Well, the vulnerability isn’t yet publicly disclosed so it’s not exactly clear what the issue is. CVE-2019-0708 explains that there is the potential for unauthenticated remote code execution with no user interaction required. Using a carefully crafted exploit an attacker could “install programs; view, change, or delete data; or create new accounts with full user rights.”
How many machines are vulnerable?
As of May 15th there were over 2.3 million RDP hosts on the public internet that are vulnerable to the exploit. Machines that are running Windows XP, Windows 7, Windows Server 2003, Windows Server 2008 R2, or Windows Server 2008 with Remote Access enabled are vulnerable to the BlueKeep exploit if they have not been patched, or if they do not require the use of Network Level Authentication (NLA).

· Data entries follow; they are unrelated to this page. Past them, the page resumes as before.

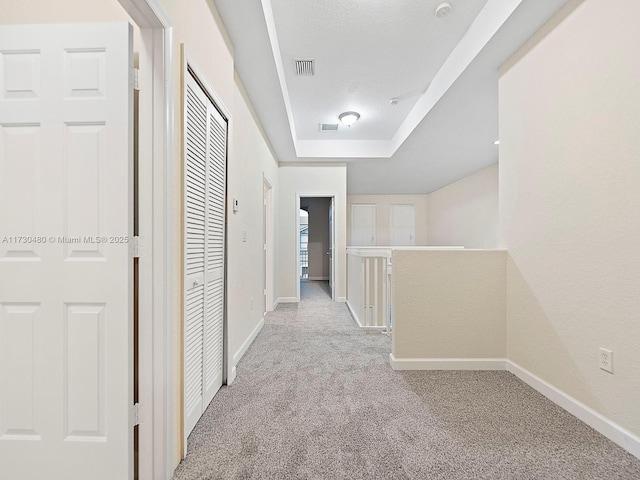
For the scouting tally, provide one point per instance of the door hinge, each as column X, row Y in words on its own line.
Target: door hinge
column 134, row 414
column 136, row 79
column 136, row 247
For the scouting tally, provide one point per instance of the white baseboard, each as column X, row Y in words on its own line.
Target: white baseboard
column 446, row 363
column 353, row 314
column 357, row 320
column 243, row 349
column 232, row 376
column 614, row 432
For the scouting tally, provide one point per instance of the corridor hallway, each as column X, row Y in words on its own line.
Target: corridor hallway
column 315, row 398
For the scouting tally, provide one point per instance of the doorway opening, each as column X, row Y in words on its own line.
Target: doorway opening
column 315, row 241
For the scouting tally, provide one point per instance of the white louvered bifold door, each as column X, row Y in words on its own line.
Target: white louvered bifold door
column 205, row 160
column 214, row 277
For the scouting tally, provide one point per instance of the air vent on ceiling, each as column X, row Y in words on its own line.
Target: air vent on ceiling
column 305, row 68
column 328, row 127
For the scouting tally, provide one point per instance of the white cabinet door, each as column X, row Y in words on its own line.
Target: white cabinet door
column 363, row 225
column 402, row 225
column 205, row 173
column 66, row 204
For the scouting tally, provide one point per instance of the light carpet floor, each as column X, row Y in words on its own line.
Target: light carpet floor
column 315, row 398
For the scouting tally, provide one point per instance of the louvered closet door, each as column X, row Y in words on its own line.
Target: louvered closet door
column 214, row 277
column 205, row 145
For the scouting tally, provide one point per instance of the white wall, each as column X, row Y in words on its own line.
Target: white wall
column 250, row 162
column 448, row 305
column 570, row 205
column 318, row 208
column 465, row 213
column 383, row 203
column 303, row 180
column 196, row 25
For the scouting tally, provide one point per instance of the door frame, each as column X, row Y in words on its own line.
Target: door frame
column 157, row 249
column 267, row 277
column 332, row 267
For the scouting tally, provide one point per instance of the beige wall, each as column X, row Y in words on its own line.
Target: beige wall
column 448, row 304
column 318, row 209
column 383, row 212
column 320, row 180
column 465, row 213
column 570, row 206
column 250, row 162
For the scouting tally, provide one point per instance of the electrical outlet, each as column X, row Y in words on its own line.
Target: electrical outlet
column 606, row 360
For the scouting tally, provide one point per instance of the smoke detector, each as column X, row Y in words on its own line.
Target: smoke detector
column 443, row 9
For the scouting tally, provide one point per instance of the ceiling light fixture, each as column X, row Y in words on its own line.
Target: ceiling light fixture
column 443, row 9
column 349, row 118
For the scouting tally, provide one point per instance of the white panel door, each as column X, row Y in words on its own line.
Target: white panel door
column 402, row 225
column 66, row 204
column 363, row 225
column 205, row 184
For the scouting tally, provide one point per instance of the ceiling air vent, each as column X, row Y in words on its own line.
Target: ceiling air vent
column 328, row 127
column 305, row 68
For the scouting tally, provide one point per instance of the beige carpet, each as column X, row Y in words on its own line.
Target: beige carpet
column 315, row 398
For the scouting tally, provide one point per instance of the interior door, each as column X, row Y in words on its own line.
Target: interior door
column 66, row 201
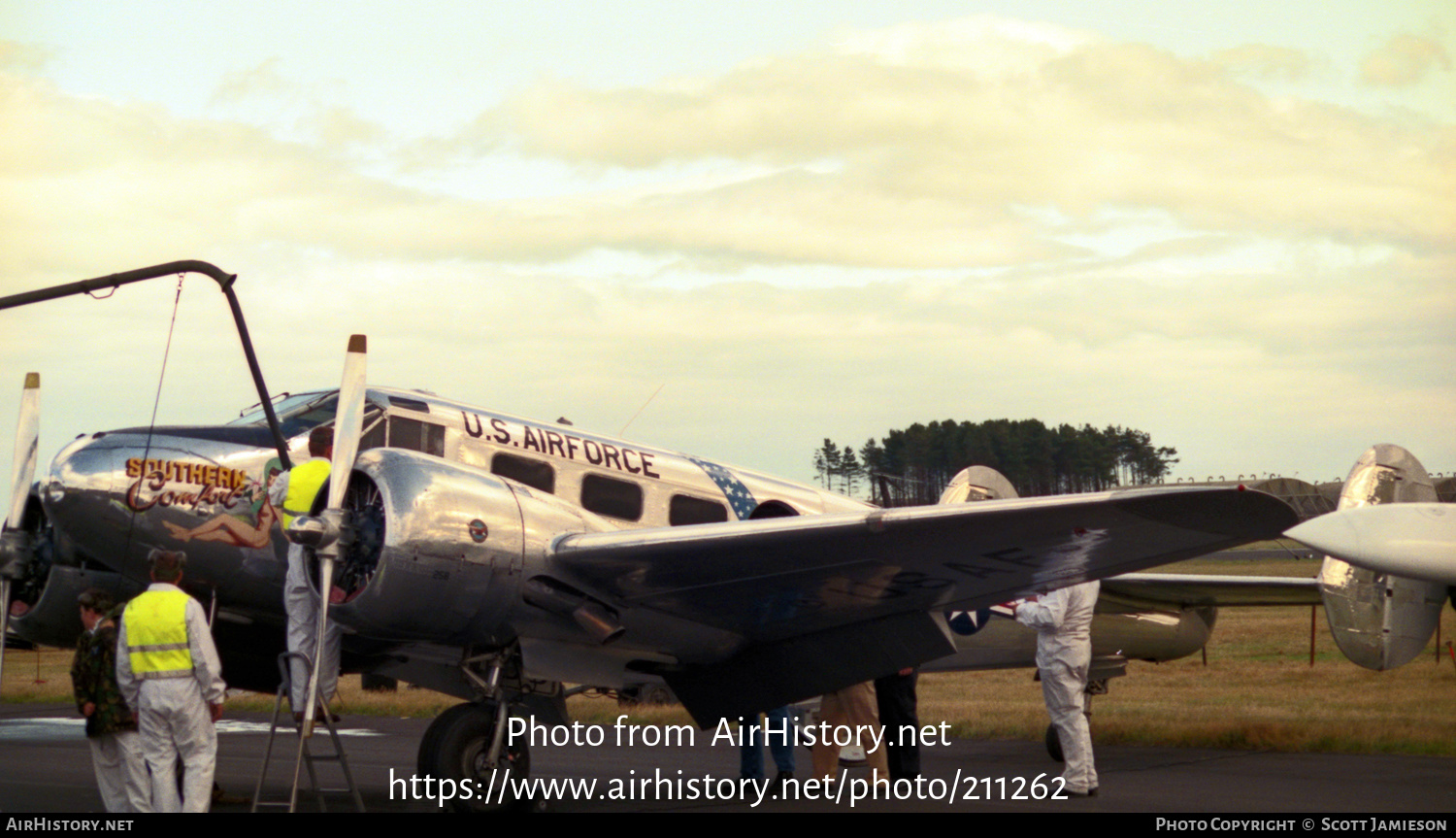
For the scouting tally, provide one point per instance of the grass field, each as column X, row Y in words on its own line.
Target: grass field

Additionally the exploit is wormable, so one machine exposed to the internet can cause entire corporate networks to be exposed.
How do I protect my machines?
- Update to the latest Windows build available, or manually install the latest patches for machines that are no longer supported by Microsoft.

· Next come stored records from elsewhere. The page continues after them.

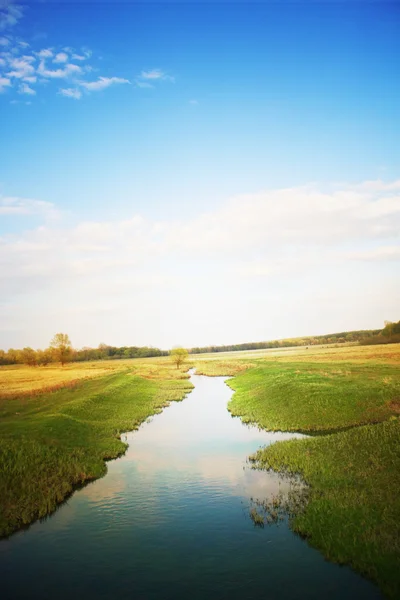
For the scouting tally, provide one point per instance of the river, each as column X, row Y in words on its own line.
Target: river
column 170, row 520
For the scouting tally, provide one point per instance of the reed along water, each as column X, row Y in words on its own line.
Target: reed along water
column 170, row 521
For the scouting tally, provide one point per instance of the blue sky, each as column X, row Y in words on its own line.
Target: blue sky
column 198, row 173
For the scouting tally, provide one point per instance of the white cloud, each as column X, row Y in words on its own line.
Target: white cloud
column 307, row 251
column 67, row 71
column 102, row 83
column 381, row 253
column 22, row 67
column 10, row 205
column 45, row 53
column 143, row 84
column 61, row 57
column 156, row 74
column 10, row 14
column 71, row 93
column 5, row 82
column 25, row 89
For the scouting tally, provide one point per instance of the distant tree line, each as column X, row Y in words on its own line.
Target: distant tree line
column 390, row 334
column 330, row 338
column 61, row 351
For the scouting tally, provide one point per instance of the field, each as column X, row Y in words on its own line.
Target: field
column 352, row 512
column 58, row 425
column 54, row 441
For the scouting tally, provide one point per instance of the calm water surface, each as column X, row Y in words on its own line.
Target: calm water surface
column 171, row 520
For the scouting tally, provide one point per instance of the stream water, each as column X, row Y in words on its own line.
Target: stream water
column 170, row 520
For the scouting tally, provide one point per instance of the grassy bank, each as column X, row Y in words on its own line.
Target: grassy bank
column 353, row 498
column 314, row 397
column 353, row 509
column 52, row 442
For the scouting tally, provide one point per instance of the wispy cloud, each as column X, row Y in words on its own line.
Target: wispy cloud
column 61, row 57
column 102, row 83
column 67, row 71
column 5, row 82
column 71, row 93
column 26, row 89
column 156, row 75
column 10, row 14
column 21, row 66
column 143, row 84
column 11, row 205
column 45, row 53
column 301, row 250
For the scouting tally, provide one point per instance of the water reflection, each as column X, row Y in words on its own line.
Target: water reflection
column 171, row 520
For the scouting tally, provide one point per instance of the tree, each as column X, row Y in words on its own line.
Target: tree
column 179, row 355
column 44, row 357
column 28, row 357
column 62, row 350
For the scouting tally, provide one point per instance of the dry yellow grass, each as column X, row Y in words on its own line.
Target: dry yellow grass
column 389, row 354
column 19, row 380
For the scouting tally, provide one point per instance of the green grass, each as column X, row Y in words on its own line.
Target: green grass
column 352, row 512
column 314, row 397
column 353, row 509
column 53, row 442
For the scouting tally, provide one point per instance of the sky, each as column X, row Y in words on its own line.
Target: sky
column 198, row 173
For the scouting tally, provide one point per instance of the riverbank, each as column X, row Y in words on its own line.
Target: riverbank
column 52, row 443
column 353, row 509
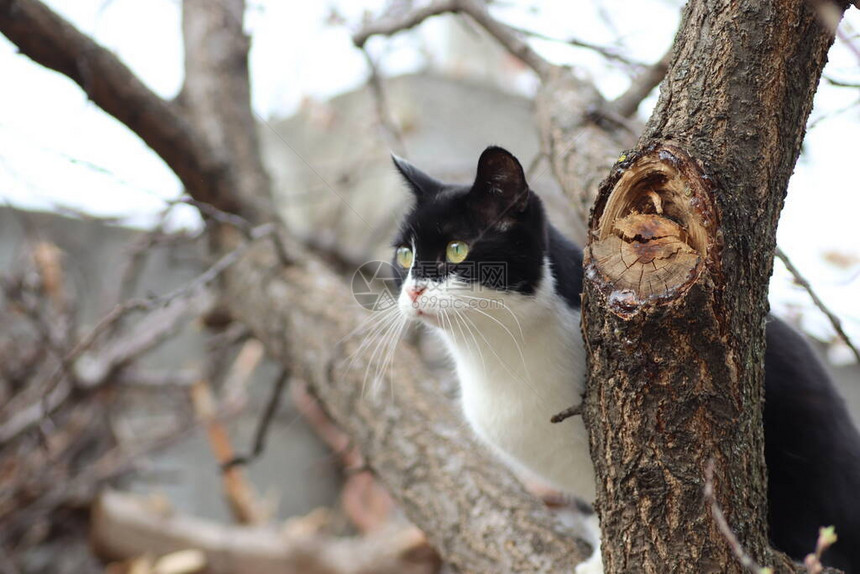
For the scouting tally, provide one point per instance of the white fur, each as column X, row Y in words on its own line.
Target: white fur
column 520, row 360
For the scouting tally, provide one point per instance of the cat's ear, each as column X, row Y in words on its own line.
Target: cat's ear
column 501, row 182
column 421, row 184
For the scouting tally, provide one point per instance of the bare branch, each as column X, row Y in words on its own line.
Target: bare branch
column 126, row 526
column 509, row 38
column 610, row 54
column 383, row 111
column 51, row 41
column 834, row 320
column 627, row 103
column 390, row 25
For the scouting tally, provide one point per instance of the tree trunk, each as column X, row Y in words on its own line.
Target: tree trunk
column 680, row 249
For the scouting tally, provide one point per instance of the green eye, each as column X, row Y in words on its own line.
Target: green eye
column 404, row 257
column 457, row 251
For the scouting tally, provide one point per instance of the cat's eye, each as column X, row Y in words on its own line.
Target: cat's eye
column 456, row 251
column 404, row 257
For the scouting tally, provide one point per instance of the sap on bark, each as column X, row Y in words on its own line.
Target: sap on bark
column 652, row 229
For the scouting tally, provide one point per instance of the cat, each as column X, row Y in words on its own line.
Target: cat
column 482, row 265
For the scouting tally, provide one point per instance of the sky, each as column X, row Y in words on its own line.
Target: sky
column 58, row 151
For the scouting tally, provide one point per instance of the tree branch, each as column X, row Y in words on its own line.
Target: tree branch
column 642, row 85
column 834, row 320
column 473, row 511
column 51, row 41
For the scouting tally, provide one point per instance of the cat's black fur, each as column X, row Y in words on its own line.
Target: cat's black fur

- Enable NLA to prevent unauthenticated connections on Windows versions that support it
- If RDP access is not required, block TCP port 3389 using a firewall to prevent any RDP connections
RDP allows attackers to bypass the lock screens of remote sessions
Another potential vulnerability was introduced in Windows 10 1803 and Windows Server 2019, and the latest response from Microsoft indicates that this is working as expected, so it will not be fixed. If a user locks their RDP session an attacker can interrupt the network connection of the system and gain access to the RDP desktop session due to a recent change in the automatic reconnection behavior. Certain MFA methods/providers as well as any login banners are able to be bypassed using this method, as well.

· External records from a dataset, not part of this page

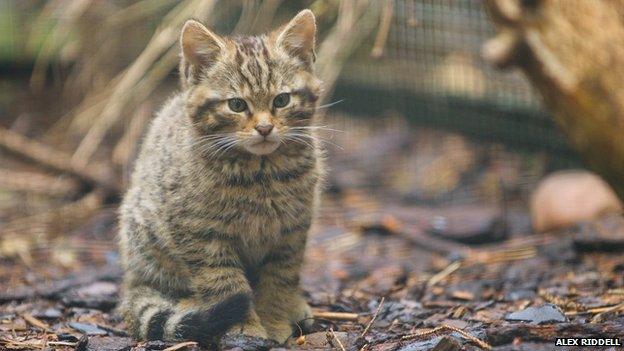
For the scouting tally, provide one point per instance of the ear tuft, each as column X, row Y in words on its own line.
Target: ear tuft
column 298, row 37
column 200, row 49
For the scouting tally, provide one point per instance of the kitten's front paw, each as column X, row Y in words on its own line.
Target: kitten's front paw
column 303, row 316
column 280, row 332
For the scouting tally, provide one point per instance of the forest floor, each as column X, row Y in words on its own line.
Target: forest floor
column 391, row 264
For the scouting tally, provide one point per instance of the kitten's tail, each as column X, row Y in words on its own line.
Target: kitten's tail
column 151, row 316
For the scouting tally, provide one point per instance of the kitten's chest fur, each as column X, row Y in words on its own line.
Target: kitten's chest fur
column 255, row 200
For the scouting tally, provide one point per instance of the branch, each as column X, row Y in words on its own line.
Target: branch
column 54, row 160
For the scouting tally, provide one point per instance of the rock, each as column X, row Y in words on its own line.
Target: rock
column 469, row 224
column 99, row 295
column 568, row 197
column 88, row 329
column 447, row 343
column 322, row 340
column 50, row 313
column 547, row 313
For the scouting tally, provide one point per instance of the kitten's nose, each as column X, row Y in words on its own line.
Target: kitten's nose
column 264, row 129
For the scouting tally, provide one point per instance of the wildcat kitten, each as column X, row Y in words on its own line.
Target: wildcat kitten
column 214, row 225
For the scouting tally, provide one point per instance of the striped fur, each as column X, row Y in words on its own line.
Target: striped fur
column 213, row 228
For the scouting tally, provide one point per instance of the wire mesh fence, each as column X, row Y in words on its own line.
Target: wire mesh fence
column 431, row 71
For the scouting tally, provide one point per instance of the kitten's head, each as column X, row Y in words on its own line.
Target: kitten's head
column 252, row 93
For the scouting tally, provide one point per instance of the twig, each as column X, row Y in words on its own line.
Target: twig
column 446, row 328
column 35, row 322
column 384, row 29
column 337, row 316
column 37, row 183
column 337, row 340
column 180, row 345
column 383, row 299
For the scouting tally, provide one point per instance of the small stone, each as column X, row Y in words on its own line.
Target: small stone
column 547, row 313
column 50, row 313
column 112, row 343
column 88, row 329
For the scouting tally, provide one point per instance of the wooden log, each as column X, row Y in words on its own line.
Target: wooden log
column 55, row 160
column 573, row 53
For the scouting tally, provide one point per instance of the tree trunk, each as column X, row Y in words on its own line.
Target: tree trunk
column 572, row 51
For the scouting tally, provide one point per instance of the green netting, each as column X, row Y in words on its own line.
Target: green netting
column 432, row 72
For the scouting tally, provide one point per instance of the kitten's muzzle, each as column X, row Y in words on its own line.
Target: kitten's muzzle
column 264, row 129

The issue is due to a change in NLA, wherein the client’s login credentials are cached on the RDP host in order to quickly reestablish the connection in the case of a connectivity loss. If the RDP session is locked, an attacker can take advantage of this new change to bypass the lock screen simply by interrupting the network connection. When the RDP session is reestablished the attacker will be presented with the user’s desktop on the RDP host. This does require the attacker to have physical access to the RDP client machine, but still the behavior seems concerning.
There are a couple of ways to mitigate this new behavior. The first is to disable the automatic reconnection feature in the Windows Group Policy. You can also advise users to lock the client machine (instead of the host machine) when they leave their machine unattended. The last option is to have users disconnect the RDP session instead of locking it, as disconnecting invalidates the session and will require authentication to reconnect.